Brendan Nyhan

The lessons of Hillary’s Obama myopia

Remember this?

ABC News’ George Stephanopoulos Reports: Sen. Hillary Clinton, D-N.Y., and former President Bill Clinton are making very direct arguments to Democratic superdelegates, starkly insisting Sen. Barack Obama, D-Ill., cannot win a general election against presumptive Republican nominee, Sen. John McCain, R-Ariz.

Sources with direct knowledge of the conversation between Sen. Clinton and Gov. Bill Richardson, D-N.M., prior to the Governor’s endorsement of Obama say she told him flatly, “He cannot win, Bill. He cannot win.”

Oops!

The lesson here is that even very smart politicians like Bill and Hillary Clinton have a hard time extrapolating beyond their own circumstances.

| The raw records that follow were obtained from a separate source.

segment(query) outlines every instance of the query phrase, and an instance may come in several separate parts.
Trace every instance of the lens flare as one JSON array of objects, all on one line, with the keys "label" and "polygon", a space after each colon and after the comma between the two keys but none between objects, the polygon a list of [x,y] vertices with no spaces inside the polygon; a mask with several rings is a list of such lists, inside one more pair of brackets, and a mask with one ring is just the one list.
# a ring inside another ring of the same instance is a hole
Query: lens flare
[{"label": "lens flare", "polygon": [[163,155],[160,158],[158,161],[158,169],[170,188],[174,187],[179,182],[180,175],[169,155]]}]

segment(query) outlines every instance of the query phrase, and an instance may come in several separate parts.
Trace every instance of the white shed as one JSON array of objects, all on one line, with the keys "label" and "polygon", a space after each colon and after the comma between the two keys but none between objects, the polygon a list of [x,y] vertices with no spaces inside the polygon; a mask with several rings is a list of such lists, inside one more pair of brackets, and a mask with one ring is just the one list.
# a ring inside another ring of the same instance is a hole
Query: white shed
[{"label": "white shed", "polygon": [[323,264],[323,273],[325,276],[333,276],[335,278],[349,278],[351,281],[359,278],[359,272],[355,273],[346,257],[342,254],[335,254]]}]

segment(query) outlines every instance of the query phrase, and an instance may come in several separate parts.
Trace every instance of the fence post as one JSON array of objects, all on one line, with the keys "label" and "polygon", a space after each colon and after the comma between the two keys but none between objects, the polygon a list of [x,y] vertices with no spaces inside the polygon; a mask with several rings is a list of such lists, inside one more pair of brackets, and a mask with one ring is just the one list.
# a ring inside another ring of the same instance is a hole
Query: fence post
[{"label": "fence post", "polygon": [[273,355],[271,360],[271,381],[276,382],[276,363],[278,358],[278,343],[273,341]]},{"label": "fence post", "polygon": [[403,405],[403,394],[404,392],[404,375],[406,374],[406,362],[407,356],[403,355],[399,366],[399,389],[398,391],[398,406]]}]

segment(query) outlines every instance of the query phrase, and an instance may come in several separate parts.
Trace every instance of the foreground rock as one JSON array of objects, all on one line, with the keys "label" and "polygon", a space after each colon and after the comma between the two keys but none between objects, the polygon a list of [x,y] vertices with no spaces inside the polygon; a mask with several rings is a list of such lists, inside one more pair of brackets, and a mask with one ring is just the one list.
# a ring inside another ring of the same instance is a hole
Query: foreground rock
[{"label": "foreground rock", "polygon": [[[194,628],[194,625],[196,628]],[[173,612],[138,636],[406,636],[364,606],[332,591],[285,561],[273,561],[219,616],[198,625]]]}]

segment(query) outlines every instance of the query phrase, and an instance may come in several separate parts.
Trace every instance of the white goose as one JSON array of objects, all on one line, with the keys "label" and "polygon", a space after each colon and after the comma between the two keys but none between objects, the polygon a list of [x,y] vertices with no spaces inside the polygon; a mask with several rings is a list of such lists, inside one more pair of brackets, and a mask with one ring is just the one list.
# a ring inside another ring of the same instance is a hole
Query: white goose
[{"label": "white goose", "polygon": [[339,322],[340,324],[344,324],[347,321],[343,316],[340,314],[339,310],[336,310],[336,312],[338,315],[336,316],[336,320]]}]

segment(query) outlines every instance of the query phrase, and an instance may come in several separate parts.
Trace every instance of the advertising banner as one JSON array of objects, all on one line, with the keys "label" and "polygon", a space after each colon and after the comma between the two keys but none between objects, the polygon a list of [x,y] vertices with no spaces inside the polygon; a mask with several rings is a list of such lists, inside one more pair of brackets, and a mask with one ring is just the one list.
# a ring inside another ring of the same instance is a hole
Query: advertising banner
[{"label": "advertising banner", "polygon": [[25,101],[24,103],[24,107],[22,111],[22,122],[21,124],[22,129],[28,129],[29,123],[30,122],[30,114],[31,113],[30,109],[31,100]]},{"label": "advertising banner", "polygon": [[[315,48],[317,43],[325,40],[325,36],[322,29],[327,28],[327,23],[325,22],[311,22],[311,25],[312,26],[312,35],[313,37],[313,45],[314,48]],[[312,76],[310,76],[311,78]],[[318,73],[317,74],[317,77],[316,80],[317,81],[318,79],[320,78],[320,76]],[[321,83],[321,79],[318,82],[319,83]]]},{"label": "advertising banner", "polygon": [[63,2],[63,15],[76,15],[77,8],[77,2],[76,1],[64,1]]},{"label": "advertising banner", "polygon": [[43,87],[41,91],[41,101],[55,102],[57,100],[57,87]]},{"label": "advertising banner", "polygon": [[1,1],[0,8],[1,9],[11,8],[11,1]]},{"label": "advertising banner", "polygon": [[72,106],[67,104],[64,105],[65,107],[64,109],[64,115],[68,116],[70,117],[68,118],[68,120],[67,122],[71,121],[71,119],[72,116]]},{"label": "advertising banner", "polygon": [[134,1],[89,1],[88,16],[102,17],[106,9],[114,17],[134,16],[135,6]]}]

The Clintons’ formative political experiences took place in contexts (Arkansas and the 1992 election) where a liberal black candidate was not likely to win. So it probably seemed obvious to the Clintons that Obama could not win a general election against a white war hero and supposed “maverick.” But America has changed and the public mood seems more hostile to conservatism than at any point since the aftermath of Watergate. In addition, politicians frequently don’t recognize how little candidates seem to matter. People tend to attribute Clintons’ victories to political skill, but the main reason he won is that the political fundamentals favored him in 1992 and 1996. Similarly, while Obama is a skilled politician, I tend to believe that almost any Democrat would be winning in this context.